Media

Il Parlamento parla di informazione, ma vuole il guinzaglio ai giornalisti

4 Marzo 2016

Aiutare i giornali per superare la crisi. Impegnarsi contro i cronisti minacciati. E fornire un quadro normativo migliore in cui operare. Tutte nobili proposte al vaglio del Parlamento, che si accalora a promette più libertà di stampa. Ma poi disattende i nobili obiettivi. Giusto per iniziare basterebbe menzionare la riforma sulle pene per il reato di diffamazione, che deve ancora essere approvata.

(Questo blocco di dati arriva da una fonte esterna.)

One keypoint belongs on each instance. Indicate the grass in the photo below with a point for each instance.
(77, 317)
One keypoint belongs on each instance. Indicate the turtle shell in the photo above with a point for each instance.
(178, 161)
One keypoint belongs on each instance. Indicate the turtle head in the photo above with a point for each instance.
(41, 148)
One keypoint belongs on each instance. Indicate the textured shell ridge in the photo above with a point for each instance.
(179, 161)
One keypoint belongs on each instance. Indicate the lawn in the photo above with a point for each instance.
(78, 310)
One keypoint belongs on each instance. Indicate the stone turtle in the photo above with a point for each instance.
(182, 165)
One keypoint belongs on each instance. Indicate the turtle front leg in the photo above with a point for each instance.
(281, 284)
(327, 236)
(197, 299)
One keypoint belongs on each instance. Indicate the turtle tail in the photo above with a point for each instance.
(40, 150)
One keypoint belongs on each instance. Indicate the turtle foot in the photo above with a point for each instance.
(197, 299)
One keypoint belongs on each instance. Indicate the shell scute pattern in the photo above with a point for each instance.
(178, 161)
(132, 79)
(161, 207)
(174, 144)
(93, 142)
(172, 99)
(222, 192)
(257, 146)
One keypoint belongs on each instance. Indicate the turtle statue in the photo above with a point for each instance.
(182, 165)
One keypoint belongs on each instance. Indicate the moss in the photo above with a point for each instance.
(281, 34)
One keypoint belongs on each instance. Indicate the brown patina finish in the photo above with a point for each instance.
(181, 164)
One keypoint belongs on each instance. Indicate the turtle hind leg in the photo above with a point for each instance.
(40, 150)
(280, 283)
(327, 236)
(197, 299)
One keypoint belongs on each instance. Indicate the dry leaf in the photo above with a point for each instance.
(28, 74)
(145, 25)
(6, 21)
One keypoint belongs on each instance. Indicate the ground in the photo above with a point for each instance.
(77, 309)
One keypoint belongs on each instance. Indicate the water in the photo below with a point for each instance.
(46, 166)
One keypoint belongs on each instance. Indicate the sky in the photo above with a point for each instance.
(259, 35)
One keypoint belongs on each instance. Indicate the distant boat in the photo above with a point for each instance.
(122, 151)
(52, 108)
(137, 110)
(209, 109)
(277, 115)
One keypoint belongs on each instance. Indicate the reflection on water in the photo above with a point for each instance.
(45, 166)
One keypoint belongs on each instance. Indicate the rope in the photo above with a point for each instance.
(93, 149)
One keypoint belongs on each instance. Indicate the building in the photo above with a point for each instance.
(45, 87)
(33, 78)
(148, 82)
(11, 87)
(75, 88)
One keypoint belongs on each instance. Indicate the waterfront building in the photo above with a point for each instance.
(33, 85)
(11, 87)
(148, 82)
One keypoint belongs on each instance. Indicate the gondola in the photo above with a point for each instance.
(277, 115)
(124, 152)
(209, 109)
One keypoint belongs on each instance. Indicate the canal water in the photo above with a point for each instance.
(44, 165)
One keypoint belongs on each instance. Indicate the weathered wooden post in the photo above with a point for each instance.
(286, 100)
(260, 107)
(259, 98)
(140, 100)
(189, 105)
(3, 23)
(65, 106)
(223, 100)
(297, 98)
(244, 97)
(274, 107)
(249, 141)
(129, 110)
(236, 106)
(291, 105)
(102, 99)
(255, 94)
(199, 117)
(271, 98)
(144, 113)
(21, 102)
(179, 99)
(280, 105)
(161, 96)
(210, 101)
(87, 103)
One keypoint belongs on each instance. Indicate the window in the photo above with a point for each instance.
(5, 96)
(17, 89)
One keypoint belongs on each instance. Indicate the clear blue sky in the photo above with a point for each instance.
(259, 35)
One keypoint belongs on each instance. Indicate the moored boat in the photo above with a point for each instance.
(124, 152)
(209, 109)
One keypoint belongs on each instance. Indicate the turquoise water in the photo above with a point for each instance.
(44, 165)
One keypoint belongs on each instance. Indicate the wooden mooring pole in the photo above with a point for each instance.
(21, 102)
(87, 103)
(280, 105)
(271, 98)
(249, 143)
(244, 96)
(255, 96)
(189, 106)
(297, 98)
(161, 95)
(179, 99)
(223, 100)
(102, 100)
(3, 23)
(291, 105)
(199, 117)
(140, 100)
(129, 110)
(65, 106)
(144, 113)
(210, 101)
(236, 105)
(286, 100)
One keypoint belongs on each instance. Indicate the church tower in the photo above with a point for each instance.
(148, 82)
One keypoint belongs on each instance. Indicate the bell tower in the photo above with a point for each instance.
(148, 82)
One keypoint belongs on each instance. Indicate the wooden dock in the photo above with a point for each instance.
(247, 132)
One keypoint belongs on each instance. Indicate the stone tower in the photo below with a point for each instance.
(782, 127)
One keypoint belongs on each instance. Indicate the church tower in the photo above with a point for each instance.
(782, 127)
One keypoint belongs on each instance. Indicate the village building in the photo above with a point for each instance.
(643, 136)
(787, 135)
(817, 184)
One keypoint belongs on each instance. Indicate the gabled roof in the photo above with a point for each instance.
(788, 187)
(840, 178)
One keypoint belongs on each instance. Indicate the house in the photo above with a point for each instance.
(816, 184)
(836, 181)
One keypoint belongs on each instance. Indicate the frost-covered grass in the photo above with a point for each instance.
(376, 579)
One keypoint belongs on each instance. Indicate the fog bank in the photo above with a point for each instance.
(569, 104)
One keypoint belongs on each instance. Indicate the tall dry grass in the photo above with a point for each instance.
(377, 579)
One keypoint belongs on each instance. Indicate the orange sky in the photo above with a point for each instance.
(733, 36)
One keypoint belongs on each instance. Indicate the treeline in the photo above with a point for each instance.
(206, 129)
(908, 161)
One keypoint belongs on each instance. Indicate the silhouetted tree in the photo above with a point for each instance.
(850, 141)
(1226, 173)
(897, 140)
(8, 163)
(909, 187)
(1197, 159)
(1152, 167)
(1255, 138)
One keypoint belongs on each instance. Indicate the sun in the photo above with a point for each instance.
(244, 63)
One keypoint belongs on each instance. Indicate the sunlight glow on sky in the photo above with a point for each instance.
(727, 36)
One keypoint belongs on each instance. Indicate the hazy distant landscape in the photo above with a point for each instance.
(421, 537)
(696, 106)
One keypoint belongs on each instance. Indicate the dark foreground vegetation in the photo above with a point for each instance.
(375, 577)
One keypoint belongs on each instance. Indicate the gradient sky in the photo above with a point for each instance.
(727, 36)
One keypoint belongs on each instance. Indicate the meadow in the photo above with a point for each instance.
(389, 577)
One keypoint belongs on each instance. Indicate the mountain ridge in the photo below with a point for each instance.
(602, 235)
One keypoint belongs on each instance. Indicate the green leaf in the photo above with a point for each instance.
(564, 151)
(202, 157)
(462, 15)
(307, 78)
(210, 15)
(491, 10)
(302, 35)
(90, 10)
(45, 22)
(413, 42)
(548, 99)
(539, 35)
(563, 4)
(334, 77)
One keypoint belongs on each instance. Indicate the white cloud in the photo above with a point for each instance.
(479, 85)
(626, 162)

Nonostante un confronto avviato da tempo.

Negli ultimi giorni alla Camera è stato approvato in prima lettura (ora passerà all’esame del Senato), il provvedimento che risistema il mercato editoriale, compreso il finanziamento pubblico. Al netto della posizione sui soldi statali dati ai giornali, c’è già un punto critico: l’erogazione dei fondi viene decisa, ogni anno, dal presidente del Consiglio. Inutile aggiungere altro. E c’è un ulteriore elemento di inquietudine. Nel corso del confronto in Aula è stato respinto un emendamento che quasi sembrerebbe superfluo: l’obbligo per gli editori di dimostrare che retribuiscono i giornalisti, versando regolarmente i contributi. Appare logico che per accedere ai fondi pubblici bisogna essere ligi ai doveri imprenditoriale verso i dipendenti (anche per garantire una certa trasparenza nei conti). E invece no: il Partito democratico ha dato l’ordine di bocciare la norma, mandando su tutte le furie anche il presidente dell’Ordine dei giornalisti, Enzo Iacopino. Che ha punto il dito contro i dem: “Vuole i giornalisti schiavi”.

Ma a Montecitorio, mentre Espresso e La Stampa decidevano di unirsi in un’unica famiglia, è circolato un altro tema: le garanzie da dare ai giornalisti minacciati. Un dibattito appassionante fino a che resta sul piano teorico, facendo finta di non conoscere le condizioni (spesso di profonda precarietà) reali di molti operatori dei media. L’approvazione della Relazione della Commissione Parlamentare Antimafia è sicuramente un fatto importante. Ci mancherebbe. Ma sarebbe altrettanto importante impegnarsi per favorire un cambiamento reale, che non resti sul piano delle buone intenzioni, giusto per ottenere la pacca sulla spalla in una mattinata di fine inverno. Perché, al di là di ogni ragionevole buonismo, il problema è che all’atto pratico si fa poco o niente per dare garanzie ai giornalisti. Anzi, molte volte i legislatori, leggi parlamentari, usano la “minaccia della querela” come una clava.

Un’ulteriore testimonianza sull’ambivalenza della politica rispetto al sistema di informazione è l’oblio calato sulla legge per la diffamazione a mezzo stampa. Dopo i passaggi alla Camera (l’ultimo risalente al giugno 2015), manca la lettura decisiva al Senato: il via libera di Palazzo Madama, senza ulteriori modifiche rispetto a quelle apportate durante il lungo iter, renderebbe esecutiva la norma che non è la migliore possibile. Ma almeno cancellerebbe il carcere come possibile pena.

Ma del resto, a essere realisti, non c’era un granché da sperare. La maggioranza politica è la stessa che fa riferimento a chi vorrebbe licenziare i giornalisti sulla base di servizi o parole sgradite al governo.